Réinventer le discours sur la qualité : une urgence face aux consommateurs

Juin 2016

Les dernières années ont été marquées par le renforcement des attentes des consommateurs en matière de qualité des produits dans l’ensemble de ses dimensions (performance, innocuité, praticité, responsabilité…).,Répondre à cette demande de qualité est une formidable opportunité de sortir d’une concurrence par les prix destructrice et de contribuer à la diffusion d’une « bonne consommation ». À condition toutefois de savoir comment la signaler et d’être crédible. L’Observatoire du rapport à la qualité dans l’alimentaire, mené en 2016 par l’ObSoCo, constitue un outil de compréhension et d’aide à l’action d’une richesse inédite pour actualiser les repères sur le sujet.

À l’heure où un Français sur deux aspire à consommer autrement, la qualité s’affirme comme une priorité à laquelle une majorité ne souhaite pas renoncer, même en cas de restriction budgétaire. Quand 70% des consommateurs déclarent un pouvoir d’achat à la baisse, ils se montrent plus exigeants et ne veulent pas transiger sur la qualité, quitte à modifier leurs habitudes.

Si les Français reconnaissent que la qualité des produits alimentaires a globalement augmenté, il y a comme un paradoxe dans la façon dont ils attribuent ces progrès aux différents acteurs de l’offre. Leur préférence semble en effet s’exprimer en faveur des acteurs traditionnels et locaux, tels les petits producteurs et autres circuits courts, portés par un imaginaire rassurant, émotionnellement ou affectivement réconfortant. Les consommateurs plébiscitent une forme de qualité à l’ancienne, pseudo authentique et presque « préindustrielle », qui se traduit aussi par l’engouement à l’égard du bio. En comparaison, les autres acteurs de l’offre tels les fabricants et les distributeurs marquent un net retrait. Ce paradoxe illustre à quel point, face à ces référents passéistes, les efforts entrepris par les fabricants et les marques apparaissent peu lisibles aux yeux des consommateurs. Il rend compte de l’importance de la tâche à mener pour rattraper un retard que la surenchère sur les prix a sans nul doute contribué à brouiller.
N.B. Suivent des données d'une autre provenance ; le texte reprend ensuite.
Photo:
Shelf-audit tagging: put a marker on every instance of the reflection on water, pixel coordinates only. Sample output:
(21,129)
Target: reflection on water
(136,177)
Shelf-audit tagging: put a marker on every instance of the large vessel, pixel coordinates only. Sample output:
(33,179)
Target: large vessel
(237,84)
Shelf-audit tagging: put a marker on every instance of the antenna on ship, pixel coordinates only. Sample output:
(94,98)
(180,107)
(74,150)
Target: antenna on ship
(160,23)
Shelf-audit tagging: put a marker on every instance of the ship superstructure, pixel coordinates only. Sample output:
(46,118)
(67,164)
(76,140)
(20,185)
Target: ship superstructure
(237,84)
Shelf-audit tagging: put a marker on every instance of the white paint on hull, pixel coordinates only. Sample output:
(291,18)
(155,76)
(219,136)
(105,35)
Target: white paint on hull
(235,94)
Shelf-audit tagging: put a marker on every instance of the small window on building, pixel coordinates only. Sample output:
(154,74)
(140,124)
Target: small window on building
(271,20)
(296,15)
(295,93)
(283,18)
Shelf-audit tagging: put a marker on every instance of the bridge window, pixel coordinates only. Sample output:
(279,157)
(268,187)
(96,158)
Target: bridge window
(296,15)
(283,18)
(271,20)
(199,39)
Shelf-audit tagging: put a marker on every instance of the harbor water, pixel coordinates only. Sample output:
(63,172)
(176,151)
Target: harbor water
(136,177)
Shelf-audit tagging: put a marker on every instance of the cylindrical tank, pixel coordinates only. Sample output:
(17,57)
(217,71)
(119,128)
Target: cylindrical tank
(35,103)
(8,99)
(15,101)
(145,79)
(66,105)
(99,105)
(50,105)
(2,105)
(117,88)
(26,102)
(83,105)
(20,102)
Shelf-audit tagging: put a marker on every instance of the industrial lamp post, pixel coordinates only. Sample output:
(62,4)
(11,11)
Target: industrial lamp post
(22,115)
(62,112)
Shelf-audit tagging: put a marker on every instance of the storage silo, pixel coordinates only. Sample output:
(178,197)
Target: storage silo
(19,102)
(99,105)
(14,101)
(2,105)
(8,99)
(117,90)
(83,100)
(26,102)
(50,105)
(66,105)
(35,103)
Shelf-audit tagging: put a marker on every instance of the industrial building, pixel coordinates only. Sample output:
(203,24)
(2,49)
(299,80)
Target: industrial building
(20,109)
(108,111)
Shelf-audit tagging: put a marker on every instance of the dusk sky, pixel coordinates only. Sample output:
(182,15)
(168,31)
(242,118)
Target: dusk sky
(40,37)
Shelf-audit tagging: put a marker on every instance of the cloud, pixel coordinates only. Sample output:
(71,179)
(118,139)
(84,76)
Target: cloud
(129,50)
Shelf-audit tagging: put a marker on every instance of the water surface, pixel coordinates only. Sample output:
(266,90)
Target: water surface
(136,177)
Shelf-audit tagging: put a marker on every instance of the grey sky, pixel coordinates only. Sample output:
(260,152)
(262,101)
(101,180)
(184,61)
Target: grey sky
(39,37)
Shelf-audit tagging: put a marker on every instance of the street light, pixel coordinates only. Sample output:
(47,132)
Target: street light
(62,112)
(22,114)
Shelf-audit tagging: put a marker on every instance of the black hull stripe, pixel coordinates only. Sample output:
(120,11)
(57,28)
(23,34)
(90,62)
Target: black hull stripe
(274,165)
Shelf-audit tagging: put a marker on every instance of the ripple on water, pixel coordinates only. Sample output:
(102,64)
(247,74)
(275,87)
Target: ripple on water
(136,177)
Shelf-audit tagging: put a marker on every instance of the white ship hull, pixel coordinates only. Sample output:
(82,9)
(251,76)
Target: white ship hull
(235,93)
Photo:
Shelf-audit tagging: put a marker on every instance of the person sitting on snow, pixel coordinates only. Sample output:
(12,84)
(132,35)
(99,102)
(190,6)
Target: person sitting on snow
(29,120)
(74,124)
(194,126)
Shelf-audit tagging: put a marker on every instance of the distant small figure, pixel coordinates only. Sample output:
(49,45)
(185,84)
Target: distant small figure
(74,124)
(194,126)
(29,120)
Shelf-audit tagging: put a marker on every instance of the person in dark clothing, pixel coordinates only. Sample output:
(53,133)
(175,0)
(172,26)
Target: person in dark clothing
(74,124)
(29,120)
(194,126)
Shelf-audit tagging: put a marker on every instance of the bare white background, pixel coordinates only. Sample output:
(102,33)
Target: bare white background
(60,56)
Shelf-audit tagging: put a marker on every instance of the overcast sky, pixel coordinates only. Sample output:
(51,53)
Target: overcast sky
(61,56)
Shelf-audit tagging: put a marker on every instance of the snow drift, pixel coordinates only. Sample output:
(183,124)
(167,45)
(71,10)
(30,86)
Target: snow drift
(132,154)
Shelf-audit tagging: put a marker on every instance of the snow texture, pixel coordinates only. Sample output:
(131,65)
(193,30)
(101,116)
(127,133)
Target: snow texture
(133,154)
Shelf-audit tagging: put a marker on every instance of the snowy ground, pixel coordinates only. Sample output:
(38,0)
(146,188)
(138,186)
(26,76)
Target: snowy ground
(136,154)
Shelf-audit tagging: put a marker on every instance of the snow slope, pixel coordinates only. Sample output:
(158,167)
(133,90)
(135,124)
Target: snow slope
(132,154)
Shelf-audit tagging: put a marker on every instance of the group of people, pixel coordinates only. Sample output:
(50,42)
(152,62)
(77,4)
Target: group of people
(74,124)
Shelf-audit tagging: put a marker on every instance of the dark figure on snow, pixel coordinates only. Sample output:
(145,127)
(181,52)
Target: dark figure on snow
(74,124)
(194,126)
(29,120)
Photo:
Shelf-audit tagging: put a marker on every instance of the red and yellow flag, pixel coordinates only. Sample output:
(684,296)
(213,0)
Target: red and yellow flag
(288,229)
Il y a urgence pour les fabricants et les distributeurs à refonder l’image de la qualité de leurs produits, et cela passe par l’invention d’un discours radicalement nouveau sur le sujet.
Dans un contexte de mise en doute des affirmations auto-proclamées et des signaux associés à des dispositifs « marketing », tout l’enjeu est d’adopter de nouveaux signaux pertinents, ainsi qu’un langage en lien avec les attentes et la sensibilité de l’époque.

La qualité recouvre de multiples dimensions (performance, innocuité, responsabilité, praticité) qui pèsent différemment selon les familles de produit. Ces dimensions relèvent de 3 types d’enjeux particuliers :

  • Légitimité (adéquation avec l’évolution des attentes et aspirations des consommateurs, en lien avec leur sensibilité à des problématiques sociétales).
    A titre d’exemple, les régimes alimentaires connaissent une impressionnante transformation en cours, avec une pratique de régimes de toute sorte (vegan, gluten, etc.) qui s’est installée chez 4 Français sur 10, et plus saisissant encore, une modification des comportements de la consommation de viande chez 9 Français sur 10. Appréhender ces évolutions est essentiel pour répondre à la demande de qualité des consommateurs en lien avec leurs nouvelles pratiques.
  • Lisibilité (adéquation avec les critères prioritaires pour le consommateur et ses modes de décodage).
    A côté de l’identification des signaux les plus pertinents, se pose la question de leur expression auprès des consommateurs. La perception de la qualité des produits alimentaires ne repose pas uniquement sur des données objectives mais aussi sur des dimensions imaginaires et symboliques.
  • Et enfin crédibilité (capacité à inspirer et nourrir la confiance).
    A l’occasion des crises alimentaires de ces 20 dernières années, les Français ont pu prendre conscience, non seulement du fait que manger pouvait être dangereux pour sa santé, mais que certaines entreprises pouvaient faire passer leurs intérêts avant ceux des consommateurs. Rassurer par une mise en avant crédible de la qualité des produits est une manière de tenter de faire reculer la défiance dont souffrent les grands acteurs (marques et enseignes) œuvrant sur le marché alimentaire.

Des expérimentations conduites dans le cadre de cet Observatoire ont démontré que l’adoption de signes de qualité perçus comme crédibles et pertinents, est en mesure d’améliorer la perception du rapport qualité-prix et d’élever la disposition à payer.

En clair cela signifie que cette demande de qualité constitue donc une formidable opportunité pour ceux qui les premiers sauront préempter les signaux et les discours pertinents, et pourront ainsi prendre des positions sur leurs marchés.